Salah satu kritik utama terhadap sistem pasca-reformasi adalah hilangnya GBHN. Sejak pemilihan presiden dilakukan secara langsung, setiap pemimpin memiliki kebijakan pembangunan sendiri yang sering kali berbeda dengan pendahulunya. Akibatnya:
Pembangunan bersifat jangka pendek, lebih berorientasi pada masa jabatan lima tahun, bukan visi jangka panjang.
Banyak proyek strategis terhenti atau berganti arah setiap kali kepemimpinan berubah.
Tidak ada kesinambungan kebijakan, sehingga rakyat sering menjadi korban dari ketidakkonsistenan ini.
Apakah kita perlu mengembalikan GBHN sebagai pedoman pembangunan nasional? Ini adalah pertanyaan yang layak untuk dipertimbangkan.

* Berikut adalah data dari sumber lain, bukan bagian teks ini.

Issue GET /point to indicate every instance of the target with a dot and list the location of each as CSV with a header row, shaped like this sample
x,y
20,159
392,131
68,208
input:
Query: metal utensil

Demokrasi dan Tantangan Politik Uang
Pemilihan langsung telah membuka partisipasi rakyat dalam menentukan pemimpin. Namun, demokrasi yang kita jalankan juga tidak lepas dari berbagai tantangan, seperti:
Biaya politik yang tinggi, menyebabkan hanya segelintir orang dengan modal besar yang dapat bersaing dalam pemilu.
Maraknya politik uang, yang mengikis nilai demokrasi dan membuat pemimpin terpilih lebih berpihak kepada kepentingan elite dibanding rakyat.
Oligarki politik, di mana kekuasaan lebih banyak berputar di tangan kelompok tertentu.
Apakah sistem pemilihan langsung harus dievaluasi? Ataukah kita perlu mencari mekanisme baru yang lebih berimbang antara demokrasi dan efektivitas pemerintahan?